Fluoxetine can have serious drug interactions

September 27, 2000

Fluoxetine (Prozac®, Eli Lilly) is a medication that has been used for more than 15 years as an antidepressant. It is also approved for use in obsessive compulsive disorder and bulimia nervosa. Fluoxetine is now also being marketed as a medication for the treatment of premenstrual dysphoric disorder (PMDD) (Sarafem®,Eli Lilly). In 1999 fluoxetine was among the most commonly dispensed medications in the United States and was the most commonly prescribed antidepressant.¹ Since fluoxetine is so commonly used, it is necessary to understand its potential for interactions with other medications.
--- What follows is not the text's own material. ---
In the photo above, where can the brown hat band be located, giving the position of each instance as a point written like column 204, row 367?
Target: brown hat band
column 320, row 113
Drug-QTDrug interactions can be due to duplication of the pharmacologic effect (pharmacodynamic drug interactions). Since fluoxetine is a medication that increases the amount of serotonin that can act at receptors, pharmacodynamic interactions could occur if fluoxetine is given with other medications that also increase the levels of serotonin. These medications include sumatriptan (Imitrex®, GSK), tryptophan, and drugs known as MAO inhibitors, such as phenelzine (Nardil®, Parke-Davis), tranylcypromine (Parnate®, GSK), and selegiline (Eldepryl®, Somerset; and others). The interaction could result in a cluster of symptoms called the serotonin syndrome that can include restlessness, irritability, altered behavior, confusion, altered reflexes, shivering, fever and diarrhea, and result in seizures and coma. The use of fluoxetine with MAO inhibitors is contraindicated and fluoxetine use is contraindicated within 14 days of discontinuing MAO inhibitors. In addition, MAO inhibitors should not be used within at least 5 weeks of stopping fluoxetine, since fluoxetine is slowly eliminated from the body. Since St. John's wort could also potentially also increase the levels of serotonin, the possibility of an adverse interaction in combination with fluoxetine should be considered.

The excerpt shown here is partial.